Giappone, crisi globale

Con gli Usa in stagnazione ed il mercato azionario in crisi, con la Germania in difficoltà gran parte della stampa si ostina ancora a considerare la crisi nipponica come un fenomeno locale. Il tutto dopo due decenni di miliardi di parole sulla globalizzazione. Appena sabato scorso Le Monde imputava le cause dello stallo giapponese alla corruzione, alla assenza di trasparenza della finanza e via ideologizzando.
Come mai non viene mai sottolineato che i mercati ove la trasparenza è semplicemente inesistente sono quelli dei prodotti derivati in cui le istituzioni americane fanno la parte da leone?

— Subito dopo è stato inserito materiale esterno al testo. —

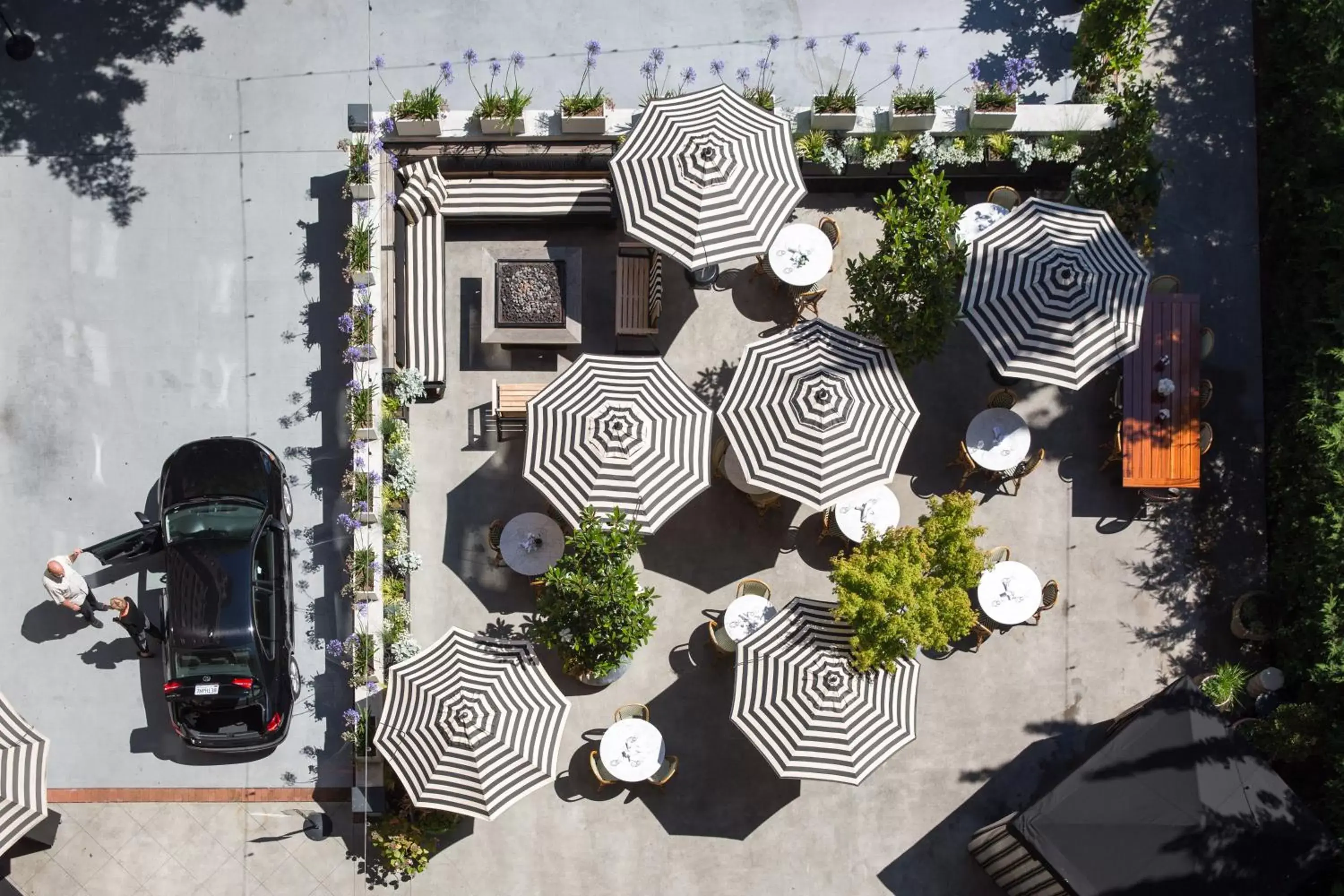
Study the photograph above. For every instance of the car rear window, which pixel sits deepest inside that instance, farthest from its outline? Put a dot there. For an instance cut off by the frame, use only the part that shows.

Inoltre per ciò che riguarda la cosiddetta corruzione o rapporti preferenziali è utile osservare che il governo Usa ha deciso di conferire alla Lockeed il contratto per il rinnovo dei sistemi di controllo dell’intero traffico aereo nazionale senza bandire un appalto pubblico. Tutto legale, ovviamente, come del tutto casuale è il fatto che il segretario (ministro) ai trasporti sia Norman Mineta già vice presidente della Lockeed (“Lockeed Favored for Major Contract “, International Herald Tribune, 7 marzo). La crisi del Giappone deve essere invece vista come un aspetto della crisi economica mondiale che dura da circa un quarto di secolo.
Se la crescita mondiale degli ultimi quattro decenni viene suddivisa in due periodi si noterà che il periodo 1980-1999 esprime una dinamica nettamente inferiore a quello del 1960-1979 sebbene il boom asiatico sia continuato fino alla metà dello scorso decennio.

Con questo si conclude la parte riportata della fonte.